マリオネットは契約結婚で愛を知る。

 夕飯は神奈川県内の漁港でとれた魚介と地場産の野菜づくしだった。
 刺し身に天ぷら、茶碗蒸しにお吸い物。このあたりの名物しらす丼もついてきた。
 予約の段階で優一が豚のアレルギーだと伝えてあるから、豚関連のものは代替品に置き換えられている。
 だから気兼ねなく食事を楽しむことができた。
 静は一つ食べるごとに、幸せそうに頬を緩ませる。

 恥ずかしそうにしながらも刺し身の皿を受け取って、アジの刺し身を食べる。
 刺し身や寿司を、まるで初めて食べるかのような顔をしてほおばる様子を見て、察した。
 ……まるで、ではない。本当に、初めて食べるんだ。
 高校を中退させられて以来、家で食事をもらえず、口にできるのはバイト先のまかないだけ。
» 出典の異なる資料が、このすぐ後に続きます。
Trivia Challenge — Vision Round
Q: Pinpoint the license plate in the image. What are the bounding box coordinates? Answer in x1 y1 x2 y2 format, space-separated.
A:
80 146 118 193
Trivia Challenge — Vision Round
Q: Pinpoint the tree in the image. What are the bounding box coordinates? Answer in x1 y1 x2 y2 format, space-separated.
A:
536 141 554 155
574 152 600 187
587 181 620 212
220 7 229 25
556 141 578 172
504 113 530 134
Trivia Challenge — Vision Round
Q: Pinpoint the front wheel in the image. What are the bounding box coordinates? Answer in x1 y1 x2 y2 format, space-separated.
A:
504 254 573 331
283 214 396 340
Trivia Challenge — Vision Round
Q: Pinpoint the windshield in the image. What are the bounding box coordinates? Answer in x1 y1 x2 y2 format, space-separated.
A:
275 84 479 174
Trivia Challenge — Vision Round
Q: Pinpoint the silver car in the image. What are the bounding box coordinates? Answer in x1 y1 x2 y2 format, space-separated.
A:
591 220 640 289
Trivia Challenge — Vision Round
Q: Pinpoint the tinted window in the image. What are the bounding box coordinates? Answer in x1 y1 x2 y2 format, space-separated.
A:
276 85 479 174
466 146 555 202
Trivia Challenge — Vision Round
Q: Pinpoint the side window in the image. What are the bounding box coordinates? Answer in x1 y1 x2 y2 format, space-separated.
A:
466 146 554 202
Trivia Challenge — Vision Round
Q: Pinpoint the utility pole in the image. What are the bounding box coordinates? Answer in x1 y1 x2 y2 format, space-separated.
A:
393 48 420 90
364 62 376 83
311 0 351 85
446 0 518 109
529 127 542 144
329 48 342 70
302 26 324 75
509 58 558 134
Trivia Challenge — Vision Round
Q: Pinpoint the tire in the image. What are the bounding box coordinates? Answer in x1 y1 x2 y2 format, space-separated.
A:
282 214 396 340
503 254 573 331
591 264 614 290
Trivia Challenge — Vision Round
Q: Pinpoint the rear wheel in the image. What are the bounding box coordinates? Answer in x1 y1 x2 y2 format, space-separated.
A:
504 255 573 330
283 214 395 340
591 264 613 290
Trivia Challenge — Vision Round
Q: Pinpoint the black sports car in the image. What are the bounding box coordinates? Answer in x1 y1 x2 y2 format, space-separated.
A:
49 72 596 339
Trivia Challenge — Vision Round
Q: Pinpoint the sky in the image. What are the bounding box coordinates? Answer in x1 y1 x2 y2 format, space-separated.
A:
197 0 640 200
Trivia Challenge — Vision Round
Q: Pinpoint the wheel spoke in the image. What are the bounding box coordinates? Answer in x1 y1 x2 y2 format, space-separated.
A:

給料はすべて母親に握られていたから、自分で買って食べることも叶わない。
 そんな生活では、贅沢品を口にする機会がなかっただろう。
 静の受けてきた扱いを思うと胸が痛む。
 
「静は美味しそうに食べるから、見ていて気持ちいいな」
「へ!? そ、そんなふうにじっと見られると恥ずかしいです」
「お刺身が気に入ったなら僕の分も食べていいよ、ほら」
「あ、ありがとう優一さん。じゃあ、これと交換しましょう」

 優一の差し出す皿を受け取り、代わりに自分の茶碗蒸しをくれた。

「ありがとう静。茶碗蒸し、大好きだから嬉しいよ」
「こちらこそ。お寿司やお刺身ってこんなに美味しかったんですね」

 優一は見返りなんて求めていなかったのに。
 静の優しさを受け取り、二人で舌鼓をうった。



 食事のあと、スマホを見ると祖父からメッセージが来ていた。

『優一、静。旅行楽しんでいますか。旅行が終わったらいったん顔を出してくれないか。大切な話がある』

 祖父は入院していたとき、「娘達がお望みなら退院後に遺産の話をする」と言っていた。
 公証人のところに行って遺言書を作成したのかもしれない。

 血を分けた娘から死ぬことを望まれている……祖父の気持ちを考えると、悲しくなる。
『必ず行くよ。お土産買っていくから楽しみにしていて』と返信して、部屋の電気を消した。
 完全な暗闇ではなく、障子越しに入る月明かりがあるから、かすかに物の形がわかる。

 静が優一に手を伸ばして、形を確かめるように、頬や肩をなぞる。夕食で出た日本酒は少量だったけれど、酒を飲み慣れない静が酔うには十分過ぎた。
 いつも以上にのんびりとした口調で笑っている。

「ふふふ。優一さん、優一さん、知ってますか。私は、優一さんのことがーだーいすきなんれすよー」
「うん、知ってるよ。僕も静のこと好きだもの。…………ねえ静。一つお願いがあるんだ」
「ひゃ。な、なんです?」

 耳もとで囁くと、静は肩をビクンとはねさせる。

「静の今の話し方って、先輩と話すときと同じだろう。もっと砕けた言葉で話してほしいな。夫婦なんだから」
「えへへへ、わかったー。優一さん、ちゅーしよ、ちゅー」

 この様子だと、明日になったら今の会話を覚えていなさそうだ。

 無邪気でかわいいけれど、他の人にこの姿を見せたくない。
 静がシラフのときに、人がいるときにお酒を飲んではいけないと言っておかないと。

 静は額に、鼻筋に、唇に口付けて、優一の後頭部に手を回してくる。
 普段ならやめるよう言えたかもしれないが、優一もそれなりに飲んでいた。
 静の帯を解いて、布団の上に押し倒す。そして夜が明けるまで、幾度となく求め合った。